Like the Tom Cruise blockbusters of the same name, Mission: Impossible followed the exploits of a small team of secret agents (Impossible Missions Force) assigned to thwart dictators, evil organizations, and eventually crime lords. The series aired on CBS from 1966-1973. “Break!” was the opening episode of the series’ final seventh season.
In “Break!,” Jim Phelps (Peter Graves) must infiltrate a gambling ring to recover incriminating microfilm hidden in the wristwatch of a dead agent before the microfilm deteriorates. The plan requires Phelps to pose as a pool hustler, win the attention and confidence of Press Allen (Robert Conrad), the crime syndicate’s number two man, and then convince him to unwittingly turn against his own boss. The episode takes place in New Orleans, a frequent setting for billiards movies (see The Baltimore Bullet; Shooting Gallery; and the unfinished Ride the 9).

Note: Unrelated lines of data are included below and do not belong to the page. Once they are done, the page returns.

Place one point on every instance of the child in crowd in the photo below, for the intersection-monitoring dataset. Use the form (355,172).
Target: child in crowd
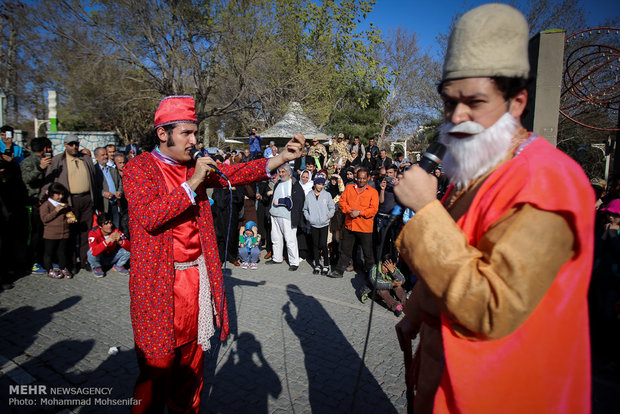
(249,245)
(386,278)
(319,208)
(56,217)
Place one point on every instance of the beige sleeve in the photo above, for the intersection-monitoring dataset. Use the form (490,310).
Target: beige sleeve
(489,290)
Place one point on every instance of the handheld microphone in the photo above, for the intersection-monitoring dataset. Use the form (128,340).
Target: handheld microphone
(432,157)
(195,154)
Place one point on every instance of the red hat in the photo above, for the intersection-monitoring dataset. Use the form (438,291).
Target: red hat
(174,109)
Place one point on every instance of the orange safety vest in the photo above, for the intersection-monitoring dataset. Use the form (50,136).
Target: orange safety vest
(543,366)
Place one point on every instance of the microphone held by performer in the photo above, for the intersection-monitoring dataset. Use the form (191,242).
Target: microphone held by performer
(432,157)
(195,154)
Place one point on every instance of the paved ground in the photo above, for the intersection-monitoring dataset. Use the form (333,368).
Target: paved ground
(296,346)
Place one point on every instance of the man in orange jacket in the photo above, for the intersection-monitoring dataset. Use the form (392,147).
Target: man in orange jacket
(504,263)
(360,204)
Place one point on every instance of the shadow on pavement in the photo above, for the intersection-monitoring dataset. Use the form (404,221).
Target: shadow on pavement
(332,364)
(20,327)
(245,381)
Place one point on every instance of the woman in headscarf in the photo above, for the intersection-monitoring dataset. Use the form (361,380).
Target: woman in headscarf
(305,181)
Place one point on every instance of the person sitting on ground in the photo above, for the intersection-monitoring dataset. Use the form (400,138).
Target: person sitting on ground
(249,245)
(387,279)
(107,246)
(56,217)
(319,208)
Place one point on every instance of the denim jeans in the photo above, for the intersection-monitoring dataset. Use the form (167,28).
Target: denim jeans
(119,258)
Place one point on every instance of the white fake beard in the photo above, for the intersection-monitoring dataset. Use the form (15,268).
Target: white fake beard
(469,158)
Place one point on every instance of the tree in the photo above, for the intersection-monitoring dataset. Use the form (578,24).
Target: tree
(411,75)
(358,113)
(243,61)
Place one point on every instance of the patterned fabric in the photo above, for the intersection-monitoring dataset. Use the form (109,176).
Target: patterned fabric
(153,213)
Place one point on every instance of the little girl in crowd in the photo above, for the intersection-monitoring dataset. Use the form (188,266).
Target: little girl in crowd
(249,245)
(56,217)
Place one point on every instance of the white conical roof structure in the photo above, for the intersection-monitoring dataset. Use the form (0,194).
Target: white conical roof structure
(293,122)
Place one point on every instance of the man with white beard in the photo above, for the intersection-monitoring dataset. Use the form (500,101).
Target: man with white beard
(504,263)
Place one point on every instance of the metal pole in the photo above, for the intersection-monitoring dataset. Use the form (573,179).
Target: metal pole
(2,98)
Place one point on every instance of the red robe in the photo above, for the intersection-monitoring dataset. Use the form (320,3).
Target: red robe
(543,366)
(153,214)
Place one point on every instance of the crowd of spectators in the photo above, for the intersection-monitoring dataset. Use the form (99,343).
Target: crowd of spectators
(49,202)
(334,207)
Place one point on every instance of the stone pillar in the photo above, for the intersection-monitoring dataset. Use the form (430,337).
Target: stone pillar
(546,52)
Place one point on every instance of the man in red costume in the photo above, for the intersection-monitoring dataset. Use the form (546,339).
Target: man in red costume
(504,260)
(176,286)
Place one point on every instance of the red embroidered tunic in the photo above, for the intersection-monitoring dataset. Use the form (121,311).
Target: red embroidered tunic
(154,213)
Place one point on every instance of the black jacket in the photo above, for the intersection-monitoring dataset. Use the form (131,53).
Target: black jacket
(298,197)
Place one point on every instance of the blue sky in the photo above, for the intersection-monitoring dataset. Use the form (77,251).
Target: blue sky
(428,18)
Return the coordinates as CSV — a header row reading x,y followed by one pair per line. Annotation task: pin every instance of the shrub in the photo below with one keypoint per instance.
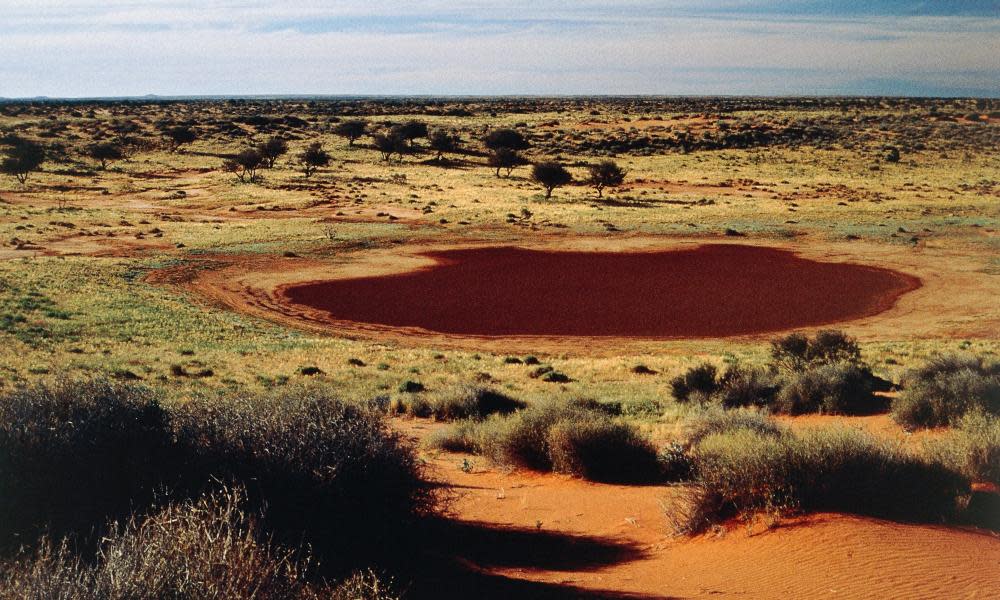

The plot has more holes than Mission: Impossible III, but that’s hardly the point. The real kicker is how Phelps can overnight develop pool shark prowess. That’s what tech wiz Barney (Greg Morris) enables in the form of an “inertial guidance system” hidden within a cue ball. As Barney explains, “[It’s] the same kind that’s used to keep missiles on course. Our missile: one cue ball. The other balls will be radioactively marked so they’ll show up on the control screen.” Then, from behind the curtain, Barney will help ‘guide’ the balls into the pockets. As he explains to Phelps, “The computer guidance could only give you a 5% edge. And deduct 5% from your opponent. Of course if you weren’t a pretty fair pool shooter yourself, we wouldn’t have a chance.”
So, in other words: swap out the real cue ball with the machine-guided cue ball, spread some radioactive lacquer on the remaining balls, mount your handy-dandy self-adhesive circuit board beneath the pool table (better not pick the wrong table), and cue Lalo Schifrin’s immortal theme song because, abracadabra, you’re performing 14-1 straight pool magic.
There is a lot of on-screen straight pool played in Break! But, as any experienced player knows, most those shots are neither the result of Graves’ expert ability nor of any ‘inertial guidance system.’ Rather, they are a series of two- and three-ball frozen carom shots that dazzle on screen, but are actually far harder to miss than to make, once a billiards technical advisor has done the initial off-camera set-up.
Break! is enjoyable largely because it’s absurd. After all, it’s one thing for Tom Cruise to repel down the side of the Burj Khalifa, the world’s largest building in the world, in Mission: Impossible – Ghost Protocol. But, it’s quite another to achieve off-the-chart Earl Strickland ability levels through a radio-controlled cue ball. Now that is absurd!
Mission: Impossible – “Break!” is available to rent or buy online as part of the Season 7 collection.